The project has focused on women as managers of home gardens and household diets through campaigns including nutrition awareness and sound household sanitation. This USAID Feed the Future initiative aims to change behaviors to reduce malnutrition, especially among women and children, through diet diversification and by promoting the production and consumption of nutritious vegetables containing essential nutrients such as iron, folate and zinc, and vitamins A and C.

The project partnered with Akvo to use Akvo Flow, a survey tool, to monitor the training, technical assistance and uptake of technologies of agriculture and nutrition concepts by household garden project clients.

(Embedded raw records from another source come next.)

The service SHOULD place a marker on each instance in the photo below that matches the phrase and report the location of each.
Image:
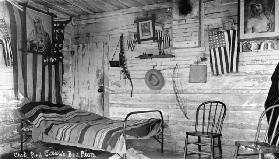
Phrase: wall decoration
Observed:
(145, 30)
(198, 74)
(39, 31)
(258, 19)
(154, 79)
(5, 40)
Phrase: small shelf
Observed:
(151, 56)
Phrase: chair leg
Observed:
(186, 144)
(212, 148)
(199, 146)
(236, 152)
(220, 146)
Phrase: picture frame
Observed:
(145, 30)
(253, 28)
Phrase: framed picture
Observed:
(258, 19)
(39, 31)
(145, 30)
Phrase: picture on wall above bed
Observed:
(145, 30)
(258, 19)
(39, 31)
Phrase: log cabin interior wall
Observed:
(243, 92)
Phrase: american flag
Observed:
(6, 41)
(224, 52)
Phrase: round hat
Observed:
(154, 79)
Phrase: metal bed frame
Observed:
(156, 137)
(159, 137)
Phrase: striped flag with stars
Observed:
(224, 53)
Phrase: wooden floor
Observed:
(47, 152)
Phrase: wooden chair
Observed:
(209, 120)
(266, 138)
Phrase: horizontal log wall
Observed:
(243, 92)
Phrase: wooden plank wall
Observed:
(244, 92)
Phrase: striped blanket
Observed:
(58, 123)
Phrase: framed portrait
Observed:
(258, 19)
(39, 31)
(145, 30)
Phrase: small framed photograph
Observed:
(258, 19)
(145, 30)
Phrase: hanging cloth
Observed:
(272, 99)
(5, 39)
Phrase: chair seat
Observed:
(204, 134)
(257, 147)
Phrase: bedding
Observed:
(58, 123)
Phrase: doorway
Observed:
(90, 76)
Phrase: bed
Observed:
(62, 124)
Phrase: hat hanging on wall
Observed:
(154, 79)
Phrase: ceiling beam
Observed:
(108, 6)
(56, 7)
(117, 4)
(125, 11)
(83, 8)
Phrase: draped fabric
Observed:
(37, 75)
(5, 40)
(272, 99)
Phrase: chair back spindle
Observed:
(210, 116)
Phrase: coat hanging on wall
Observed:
(5, 39)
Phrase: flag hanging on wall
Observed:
(224, 51)
(37, 70)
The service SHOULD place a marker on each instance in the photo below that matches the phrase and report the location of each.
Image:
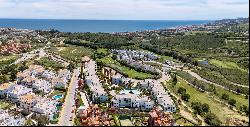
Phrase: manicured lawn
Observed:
(163, 58)
(240, 100)
(49, 64)
(4, 58)
(130, 72)
(156, 65)
(74, 52)
(224, 64)
(218, 109)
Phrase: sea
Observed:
(95, 26)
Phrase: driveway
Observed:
(64, 119)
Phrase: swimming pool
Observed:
(126, 91)
(59, 96)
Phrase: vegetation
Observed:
(49, 64)
(73, 53)
(219, 92)
(198, 96)
(126, 71)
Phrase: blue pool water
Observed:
(128, 91)
(57, 96)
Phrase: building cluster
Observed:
(131, 100)
(13, 48)
(93, 81)
(8, 118)
(23, 92)
(159, 118)
(93, 116)
(39, 79)
(130, 57)
(158, 92)
(134, 55)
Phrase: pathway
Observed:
(64, 119)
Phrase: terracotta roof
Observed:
(85, 59)
(4, 86)
(28, 98)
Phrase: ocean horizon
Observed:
(95, 26)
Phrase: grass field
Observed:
(156, 65)
(130, 72)
(221, 111)
(163, 58)
(74, 52)
(240, 99)
(48, 63)
(224, 64)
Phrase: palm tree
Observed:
(29, 122)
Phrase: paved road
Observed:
(65, 114)
(202, 79)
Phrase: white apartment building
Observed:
(16, 92)
(131, 101)
(42, 85)
(158, 92)
(7, 119)
(4, 88)
(27, 102)
(45, 106)
(59, 83)
(92, 80)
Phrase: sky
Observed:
(124, 9)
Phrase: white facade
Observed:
(42, 85)
(117, 79)
(17, 91)
(7, 119)
(59, 83)
(46, 107)
(4, 88)
(92, 80)
(159, 93)
(27, 102)
(131, 101)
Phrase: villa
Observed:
(4, 89)
(92, 80)
(48, 74)
(45, 106)
(27, 102)
(64, 74)
(131, 100)
(6, 119)
(159, 93)
(42, 85)
(117, 79)
(59, 83)
(16, 91)
(28, 81)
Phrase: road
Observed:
(64, 119)
(202, 79)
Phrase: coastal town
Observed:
(51, 78)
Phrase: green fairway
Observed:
(74, 52)
(130, 72)
(220, 110)
(224, 64)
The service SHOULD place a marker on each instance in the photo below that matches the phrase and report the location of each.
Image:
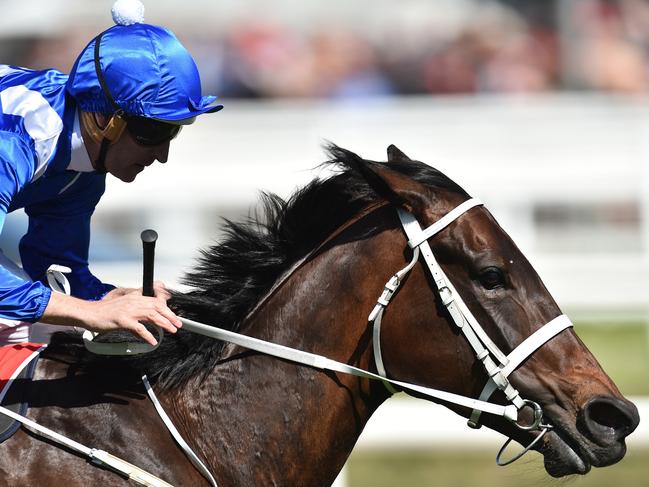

In Year 1 (2016) more than 1300 households took up improved agriculture and nutrition activities and were monitored through Akvo. This resulted in the accumulation of more than 13,000 individual data records captured about client characteristics, training activities, and the technical assistance they received from the project.

“With Akvo Flow we were able to capture an enormous amount of data in a short period of time, which allowed us to understand quickly what was the immediate situation in the field,” said Stuart Brown, Project Manager. For example, the data revealed high demand from clients for technical assistance in IPM techniques and low demand for continued assistance with garden bed preparation and variety selection. This immediate feedback enabled the project to adjust internal resources to focus more on IPM technical awareness, to quickly reflect requirements on the ground. “A traditional paper based survey would not have been so responsive,” said Stu.

Immediate responsiveness is needed if horticulture is to be sustainably intensified for both nutrition and commercial purposes among developing communities. Lessoned learned from Year 1 have led to an increased use of Akvo with more detailed monitoring to occur in Year 2 to quickly record and respond to garden production and nutrition issues as they occur.

The project is committed to open data access for our project partners. With this in mind we are currently developing data cleaning, analysis and visualization resources primarily through R (RStudio and associated packages) for the stream of data that will flow in from regular field surveys by our project partners in Year 2.

Our project partners will have access to “snapshots” of the data for their own immediate response strategies in the field and for longer term planning and reporting. These snapshots are being developed in R through the open source web application data visualization framework called Shiny to provide our partners with interactive views of the collected data.

Too often data is hidden or inaccessible to the most important in-country project partners. Open access to data in a format that is accessible and timely will promote immediate action rather than delayed responses when the issue at hand is often a rapidly evolving concept.